3. Katrina Case Study - Assessments
- Have students teach a family member about the connection between levee building, wetlands loss, and Hurricane Katrina. Have the family member write a short paragraph about what they learned from the student.
- Ask students to locate a wetland in their local area and find out what plants and animals are there, if they can visit it, and if there are any on-going habitat restoration efforts there.
- National Geographic ran an article in October 2004, 1 year before Katrina, discussing the loss of wetlands in Louisiana and the devastation that would be caused by a large hurricane. Have students read the article and make comparisons between the predictions and what actually happened a year later.
- NOVA and Frontline will air “Storm that Drowned a City” on November 22 at 8 pm. It promises to be an hour long investigation of the science behind Hurricane Katrina, going into far more detail than the 15 minute video highlighted here.
- USGS has a great series of hands-on activities called the Fragile Fringe which provides extensive teacher information and resources on wetlands, their importance and their loss.

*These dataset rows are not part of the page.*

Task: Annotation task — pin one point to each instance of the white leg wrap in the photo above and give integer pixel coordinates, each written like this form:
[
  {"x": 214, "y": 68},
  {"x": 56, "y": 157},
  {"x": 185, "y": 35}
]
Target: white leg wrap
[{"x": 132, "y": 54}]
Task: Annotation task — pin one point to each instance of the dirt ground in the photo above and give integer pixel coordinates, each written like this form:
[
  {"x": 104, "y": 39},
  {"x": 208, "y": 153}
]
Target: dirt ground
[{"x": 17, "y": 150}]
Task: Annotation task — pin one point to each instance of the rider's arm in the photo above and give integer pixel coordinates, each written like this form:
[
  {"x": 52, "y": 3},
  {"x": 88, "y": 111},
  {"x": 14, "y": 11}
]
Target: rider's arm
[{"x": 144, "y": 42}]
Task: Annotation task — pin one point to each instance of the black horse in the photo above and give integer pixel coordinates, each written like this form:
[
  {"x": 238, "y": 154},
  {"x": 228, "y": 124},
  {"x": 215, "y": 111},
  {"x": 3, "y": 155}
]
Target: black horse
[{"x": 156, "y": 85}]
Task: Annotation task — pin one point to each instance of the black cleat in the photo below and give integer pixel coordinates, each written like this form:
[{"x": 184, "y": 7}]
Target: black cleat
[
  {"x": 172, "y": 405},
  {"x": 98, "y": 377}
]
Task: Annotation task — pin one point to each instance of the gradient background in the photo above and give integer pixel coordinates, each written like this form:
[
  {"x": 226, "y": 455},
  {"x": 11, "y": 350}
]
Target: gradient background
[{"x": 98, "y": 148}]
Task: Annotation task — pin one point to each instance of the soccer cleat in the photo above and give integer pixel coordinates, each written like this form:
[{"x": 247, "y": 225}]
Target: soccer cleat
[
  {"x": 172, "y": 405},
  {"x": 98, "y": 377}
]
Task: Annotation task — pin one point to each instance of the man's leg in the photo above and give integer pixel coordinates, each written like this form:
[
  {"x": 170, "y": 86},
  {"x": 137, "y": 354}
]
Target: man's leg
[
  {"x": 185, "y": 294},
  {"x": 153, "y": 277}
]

- GET INVOLVED! The EPA has an Adopt Your Watershed campaign encouraging kids to become environmental stewards and join forces with the many groups leading cleanup and restoration efforts around the country. To adopt a creek and conduct habitat restoration activities here in the Bay Area, my students and I have worked with:
- Save the Bay
- City of Oakland Public Works Agency
- Urban Creeks Council
3. Katrina Case Study - Sources and Standards
The subsidence demonstration was adapted from the Loss of Wetlands: Subsidence activity from the USGS Fragile Fringe series.
The Audubon Society has a great page on wetlands loss and how to protect what remains.
For additional information, see the Sources and Standards section of the Watersheds and Wetlands activity.
2. Topography is reshaped by the weathering of rock and soil and by the transportation and deposition of sediment. As a basis for understanding this concept:
a. Students know water running downhill is the dominant process in shaping the landscape, including California’s landscape.
b. Students know rivers and streams are dynamic systems that erode, transport sediment, change course, and flood their banks in natural and recurring patterns.
d. Students know earthquakes, volcanic eruptions, landslides, and floods change human and wildlife habitats.